Ketgam: Kejaksaan saat menampilkan ratusan obat terlarang saat pemusnahan barang bukti di Halaman Kantor Kejari Sinjai. (Dok. Anto)
Ketgam: Kejaksaan saat menampilkan ratusan obat terlarang saat pemusnahan barang bukti di Halaman Kantor Kejari Sinjai. (Dok. Anto)

Enews, Sinjai ••》Kejaksaan Negeri (Kejari) Sinjai melakukan pemusnahan barang bukti dari 48 perkara tindak pidana yang telah berkekuatan hukum tetap (inkrah). Perkara-perkara tersebut ditangani sejak Januari hingga Juni 2026.

Kegiatan pemusnahan berlangsung pada pagi hari di halaman Kantor Kejari Sinjai, dihadiri oleh unsur Forum Koordinasi Pimpinan Daerah (Forkopimda) serta tamu undangan.



Kepala Kejaksaan Negeri Sinjai, Budiman, menyampaikan bahwa pemusnahan barang bukti ini dilakukan untuk perkara pidana yang telah mendapatkan putusan hukum tetap atau inkrah.
“Barang bukti yang dimusnahkan berasal dari 48 perkara, yang terdiri dari 7 perkara tentang Obyek Hukum Anti Radikalisme dan Terorisme (OHARDA), 29 perkara tentang Narkotika, serta 12 perkara tentang Kekerasan dalam Rumah Tangga, Negatif Tradisional, dan Terorisme/Pelanggaran Undang-Undang Khusus (Kamnegtibum dan TPUL),” ujarnya pada Kamis (16/7/2026).

Ia menambahkan, “Untuk kategori narkotika, terdapat sabu dengan berat total 24,98 gram (berat netto 13,9655 gram) beserta alat penghisapnya, serta obat Trihexyphenidyl sebanyak 839 butir.”

Selain itu, Budiman menyebutkan barang bukti lainnya berupa senjata tajam, pakaian bukti, pupuk amonium nitrat kurang lebih 2 kilogram, serta detonator rakitan yang berfungsi sebagai pemicu bahan peledak.
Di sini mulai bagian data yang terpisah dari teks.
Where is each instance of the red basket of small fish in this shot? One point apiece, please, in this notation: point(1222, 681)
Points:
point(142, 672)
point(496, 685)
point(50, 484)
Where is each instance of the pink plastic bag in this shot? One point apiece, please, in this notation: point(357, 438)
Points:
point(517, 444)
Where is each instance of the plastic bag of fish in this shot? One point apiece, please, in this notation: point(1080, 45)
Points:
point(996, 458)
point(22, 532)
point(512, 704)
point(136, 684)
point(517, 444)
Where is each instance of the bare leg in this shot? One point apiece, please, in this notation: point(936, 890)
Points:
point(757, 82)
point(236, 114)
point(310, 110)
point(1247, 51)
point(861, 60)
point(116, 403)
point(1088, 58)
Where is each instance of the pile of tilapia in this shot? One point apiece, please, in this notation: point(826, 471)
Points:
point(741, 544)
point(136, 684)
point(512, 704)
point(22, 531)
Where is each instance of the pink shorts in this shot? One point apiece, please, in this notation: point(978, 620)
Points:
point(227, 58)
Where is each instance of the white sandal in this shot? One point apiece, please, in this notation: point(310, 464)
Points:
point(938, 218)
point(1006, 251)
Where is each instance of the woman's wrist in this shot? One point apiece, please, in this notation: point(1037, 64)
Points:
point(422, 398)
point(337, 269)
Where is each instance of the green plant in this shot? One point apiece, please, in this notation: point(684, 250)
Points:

Menurutnya, pemusnahan ini merupakan bukti nyata komitmen aparat penegak hukum dalam memberantas kejahatan luar biasa (extraordinary crime), khususnya peredaran gelap narkotika yang dapat merusak masa depan generasi penerus bangsa.

Keberhasilan pengungkapan hingga pemusnahan barang bukti tidak lepas dari sinergi dan kerja sama yang baik antara aparat penegak hukum, pemerintah daerah, serta partisipasi aktif dari seluruh elemen masyarakat.

“Saya menyampaikan apresiasi dan penghargaan setinggi-tingginya kepada semua pihak yang telah mengawal proses penegakan hukum ini hingga tuntas. Mari kita terus memperkuat komitmen, meningkatkan sinergi, dan menyatakan perang terhadap kejahatan demi menciptakan situasi yang aman, tertib, dan kondusif,” pungkasnya.